Warren: I took the DNA test to restore faith in government, or something

Of all the possible takes Elizabeth Warren could have given about her catastrophic DNA test, this … is certainly one of them. In a debate with challenger Geoff Diehl last night, the incumbent senator claimed that she took her now infamous genetic study because American faith in government is “at an all-time low.”

What did she want to do — break the record by digging it deeper?

She was asked by a moderator why she had said, in March, that no DNA test was needed to prove she had some Native American heritage. She said she ultimately took the test, reporting the result last week that showed a relative six to 10 generations ago was Native American.

Ultimately, she said, she took a DNA test because she believes one way to rebuild trust in government is by posting her full family history online “so anybody can take a look. … I believe one way that we try to rebuild confidence is through transparency.”

L’etat, c’est Warren? “Government transparency” doesn’t mean genealogical charts of politicians.
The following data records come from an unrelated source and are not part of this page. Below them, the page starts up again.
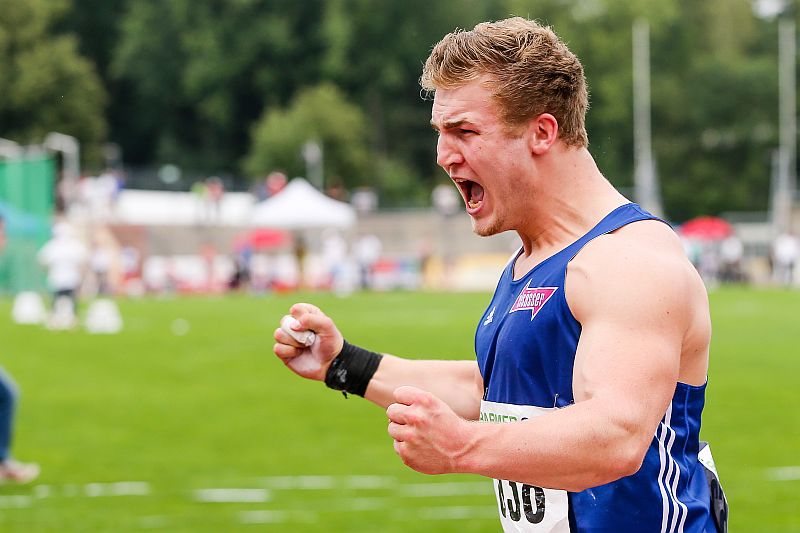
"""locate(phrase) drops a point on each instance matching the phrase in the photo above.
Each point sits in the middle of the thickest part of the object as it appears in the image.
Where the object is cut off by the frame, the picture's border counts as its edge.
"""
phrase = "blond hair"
(529, 70)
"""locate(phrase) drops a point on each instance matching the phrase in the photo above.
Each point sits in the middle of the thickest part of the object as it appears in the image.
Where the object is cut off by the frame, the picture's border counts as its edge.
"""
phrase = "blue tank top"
(525, 344)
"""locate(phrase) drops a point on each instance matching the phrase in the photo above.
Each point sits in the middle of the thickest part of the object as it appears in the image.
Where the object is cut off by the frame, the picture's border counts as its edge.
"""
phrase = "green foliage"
(190, 82)
(321, 114)
(46, 84)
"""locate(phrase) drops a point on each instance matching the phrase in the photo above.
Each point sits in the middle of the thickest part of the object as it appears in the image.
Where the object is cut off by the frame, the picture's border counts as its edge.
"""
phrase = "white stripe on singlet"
(666, 438)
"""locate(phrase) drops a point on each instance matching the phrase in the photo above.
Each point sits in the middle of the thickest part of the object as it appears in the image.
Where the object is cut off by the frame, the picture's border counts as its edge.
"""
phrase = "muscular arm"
(635, 306)
(458, 383)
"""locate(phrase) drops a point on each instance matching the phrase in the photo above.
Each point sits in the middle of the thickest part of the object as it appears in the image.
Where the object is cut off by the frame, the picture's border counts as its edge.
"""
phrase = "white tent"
(300, 206)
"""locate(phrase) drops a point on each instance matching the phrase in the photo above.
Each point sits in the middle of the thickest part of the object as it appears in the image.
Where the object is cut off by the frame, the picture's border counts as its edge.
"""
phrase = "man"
(10, 470)
(65, 258)
(594, 348)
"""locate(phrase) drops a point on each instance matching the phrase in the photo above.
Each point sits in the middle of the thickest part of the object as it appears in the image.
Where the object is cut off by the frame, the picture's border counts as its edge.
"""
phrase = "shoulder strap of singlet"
(619, 217)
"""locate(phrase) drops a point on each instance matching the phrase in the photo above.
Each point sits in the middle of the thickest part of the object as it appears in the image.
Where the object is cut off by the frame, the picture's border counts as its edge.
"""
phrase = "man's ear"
(542, 133)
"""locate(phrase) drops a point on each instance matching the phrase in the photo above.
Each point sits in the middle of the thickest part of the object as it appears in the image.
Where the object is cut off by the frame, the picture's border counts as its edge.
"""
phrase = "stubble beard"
(493, 228)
Warren got into this mess by refusing to admit what her DNA test made painfully clear — that she falsely claimed Native American identity in order to benefit from affirmative-action programs. When the issue first arose, Warren could have admitted that she thought her family lore was enough to qualify back in the day, while expressing regret for some delayed enlightenment. Had she done that, the issue would have died in 2012.

Instead, Warren kept digging the hole with talk of “high cheekbones” and a ludicrous story about her parents having to elope because her mother’s 1/32nd-at-most native ancestry made her unacceptable to her father’s family. The DNA test was a last, desperate shot at trying to cover for her affirmative-action claims, which blew up in her face when it became apparent that all of her previous claims were nonsense. The only transparent part of it was the desperation attendant to it.

Only a fool or a practiced prevaricator could claim that this has restored faith in government or in public officials. Diehl drove the point home in his response:

Diehl shot back that the issue “is not about Sen. Warren’s ancestry, it’s about integrity in my mind, and I don’t care whether you think you benefited or not from that claim, it’s the fact that you tried to benefit from that claim that I think bothers a lot of people and it’s something you haven’t been able to put to rest since the 2012 campaign,” when she first mentioned having Native American heritage that led President Donald Trump to start mocking her by calling her “Pocahontas.”

And as Diehl points out, there’s another transparency issue here. Warren didn’t need to address her claims to native ancestry in order to compete for her Senate seat in deep-blue Massachusetts. She needed it to clear the ground for a run at the presidency in 2020:

“I don’t care what percentage she claims to be Native American; I just care that I’m 100 percent for Massachusetts and will be working for the people of this state.”

Trump’s silent presence dominated the debate, with Diehl saying it’s “obvious” she doesn’t want to be senator, but rather, president. “She’s been campaigning in states that are more important to her than Massachusetts,” he said.

One would hope that such obvious and incompetent machinations would cost Warren at the ballot box. Alas, as one might expect in Massachusetts, Warren has a massive polling lead over Diehl, with leads between +22 and +36 so far this cycle. Of course, the last poll was taken in the first week of October, so it’s possible that the DNA debacle could still cost her some support. Diehl would need a miracle, though, to get within 15 points of Warren, so perhaps the only karmic retribution possible would be getting laughed out of the 2020 sweepstakes.